- Screenshot
- Directed by: Issa Serge Coelo
- Written by: Issa Serge Coelo André Dionlar
- Produced by: Issa Serge Coelo
- Starring: Youssouf Djaoro Billy Joséphine Felkissam Mahamat
- Cinematography: Pierre Stoeber
- Edited by: Samuel Guelbaye Catherine Schwartz
- Music by: Abdellah Chafik Hicham Ayouch
- Release date: February 28, 2007 (FESPACO Film Festival);
- Running time: 88 minutes
- Country: Chad
- Languages: Arabic, French, German

= DP75: Tartina City =

DP75: Tartina City is a 2007 dramatic film by Chadian director Issa Serge Coelo, now at his second feature film. The film has won the Innovation Award at the 31st Montreal World Film Festival. While the country where the action is set remains unnamed, the context is that of Chadian history in the 1980s and 1990s. The name's title is taken from the "tartina", a mixture of bread and sheep's bowels served to the prisoners.

==Synopsis==
The action is set in an unnamed African country, where a brutal governative death squad commanded by Colonel Koulbou (Felkissam Mahamat) is active. A journalist, Adoum (Youssouf Djaoro), having obtained his passport wants to travel abroad so to be able to report on the situation in his country; but while at the airport, a compromising letter is found on him.

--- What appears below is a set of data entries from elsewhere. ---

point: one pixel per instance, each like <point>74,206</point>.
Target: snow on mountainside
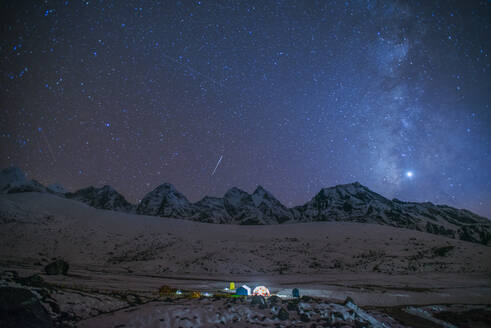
<point>349,202</point>
<point>104,198</point>
<point>356,203</point>
<point>165,201</point>
<point>57,188</point>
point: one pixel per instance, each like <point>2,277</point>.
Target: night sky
<point>292,95</point>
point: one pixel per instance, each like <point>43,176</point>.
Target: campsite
<point>178,271</point>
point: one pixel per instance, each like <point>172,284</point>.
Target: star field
<point>295,96</point>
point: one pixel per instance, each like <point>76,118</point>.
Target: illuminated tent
<point>261,290</point>
<point>242,291</point>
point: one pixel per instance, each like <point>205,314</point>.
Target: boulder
<point>260,300</point>
<point>57,267</point>
<point>283,314</point>
<point>19,307</point>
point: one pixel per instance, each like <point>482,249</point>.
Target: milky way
<point>295,95</point>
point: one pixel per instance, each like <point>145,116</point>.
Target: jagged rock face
<point>211,210</point>
<point>13,180</point>
<point>57,189</point>
<point>354,202</point>
<point>104,198</point>
<point>166,201</point>
<point>270,206</point>
<point>240,206</point>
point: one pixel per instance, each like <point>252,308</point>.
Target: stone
<point>283,314</point>
<point>56,268</point>
<point>19,307</point>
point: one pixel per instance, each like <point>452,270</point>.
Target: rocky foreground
<point>32,302</point>
<point>64,263</point>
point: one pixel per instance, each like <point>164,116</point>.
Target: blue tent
<point>241,291</point>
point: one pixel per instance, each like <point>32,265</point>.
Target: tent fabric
<point>261,290</point>
<point>241,291</point>
<point>247,288</point>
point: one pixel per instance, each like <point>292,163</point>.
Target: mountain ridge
<point>352,202</point>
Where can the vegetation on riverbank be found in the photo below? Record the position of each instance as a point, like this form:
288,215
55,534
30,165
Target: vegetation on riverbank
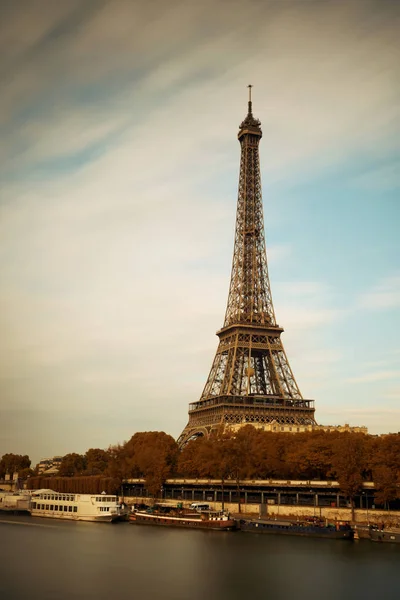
349,458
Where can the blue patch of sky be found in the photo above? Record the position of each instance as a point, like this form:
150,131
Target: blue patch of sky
346,234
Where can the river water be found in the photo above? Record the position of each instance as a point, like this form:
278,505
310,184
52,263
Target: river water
50,559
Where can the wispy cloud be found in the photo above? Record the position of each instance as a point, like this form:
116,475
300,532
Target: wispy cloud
119,178
375,376
385,295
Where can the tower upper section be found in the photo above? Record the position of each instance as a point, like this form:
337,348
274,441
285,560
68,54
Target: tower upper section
250,300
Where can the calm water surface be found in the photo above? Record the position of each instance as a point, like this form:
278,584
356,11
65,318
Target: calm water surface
50,559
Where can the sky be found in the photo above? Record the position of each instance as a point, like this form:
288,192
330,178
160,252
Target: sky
119,171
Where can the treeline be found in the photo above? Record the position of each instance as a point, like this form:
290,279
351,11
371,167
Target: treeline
350,458
15,463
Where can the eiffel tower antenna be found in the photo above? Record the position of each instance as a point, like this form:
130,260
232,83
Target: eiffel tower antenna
250,380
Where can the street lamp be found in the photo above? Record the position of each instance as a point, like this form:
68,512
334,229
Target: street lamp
365,494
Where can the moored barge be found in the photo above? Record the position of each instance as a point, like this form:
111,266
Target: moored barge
217,521
340,530
389,534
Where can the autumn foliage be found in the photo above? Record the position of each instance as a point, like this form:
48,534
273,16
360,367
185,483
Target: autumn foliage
250,453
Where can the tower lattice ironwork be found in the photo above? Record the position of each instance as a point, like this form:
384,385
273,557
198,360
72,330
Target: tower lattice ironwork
250,381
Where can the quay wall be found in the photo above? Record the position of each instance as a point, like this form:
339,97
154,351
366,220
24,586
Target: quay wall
253,510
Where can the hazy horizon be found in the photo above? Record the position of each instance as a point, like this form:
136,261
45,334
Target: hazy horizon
119,177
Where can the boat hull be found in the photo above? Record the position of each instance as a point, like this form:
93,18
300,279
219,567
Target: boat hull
74,517
305,530
183,522
385,535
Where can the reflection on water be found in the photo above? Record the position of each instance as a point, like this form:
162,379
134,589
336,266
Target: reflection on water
49,559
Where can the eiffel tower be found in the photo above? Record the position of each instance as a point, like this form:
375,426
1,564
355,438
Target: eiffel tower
250,381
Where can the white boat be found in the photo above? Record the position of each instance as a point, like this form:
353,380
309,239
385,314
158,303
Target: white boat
77,507
16,502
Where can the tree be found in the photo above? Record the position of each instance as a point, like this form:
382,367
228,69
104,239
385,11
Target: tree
349,464
11,463
96,461
72,464
150,454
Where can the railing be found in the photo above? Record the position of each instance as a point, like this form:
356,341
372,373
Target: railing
272,402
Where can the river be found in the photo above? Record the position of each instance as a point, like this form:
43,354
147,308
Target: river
56,560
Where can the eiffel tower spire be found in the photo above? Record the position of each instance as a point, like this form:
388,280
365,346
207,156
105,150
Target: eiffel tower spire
250,381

Adoum is thrown in one of Koulbou's jails. All hope seems lost, but Adoum finds unexpected help from Koulbou's estranged wife, Hawa.

==Reception==
The film was reviewed favourably by Variety, which while noting the "rocky story progression and a minimalist tech package" of the feature, judged it overcame these difficulties by placing in the center the figure of Colonel Koulbou, whose interpretation is commended. The reviewer concludes saying that "Coelo displays a commitment to social concerns that flags him as a filmmaker to watch from the region." Jeune Afrique also reviews positively the film, "a very harsh film, without any concessions to aestheticisms ... Its very crude images have at times shocked the spectators, but the authour avoids falling in sensationalism to describe the martyrdom of a freedom of opinion prisoner".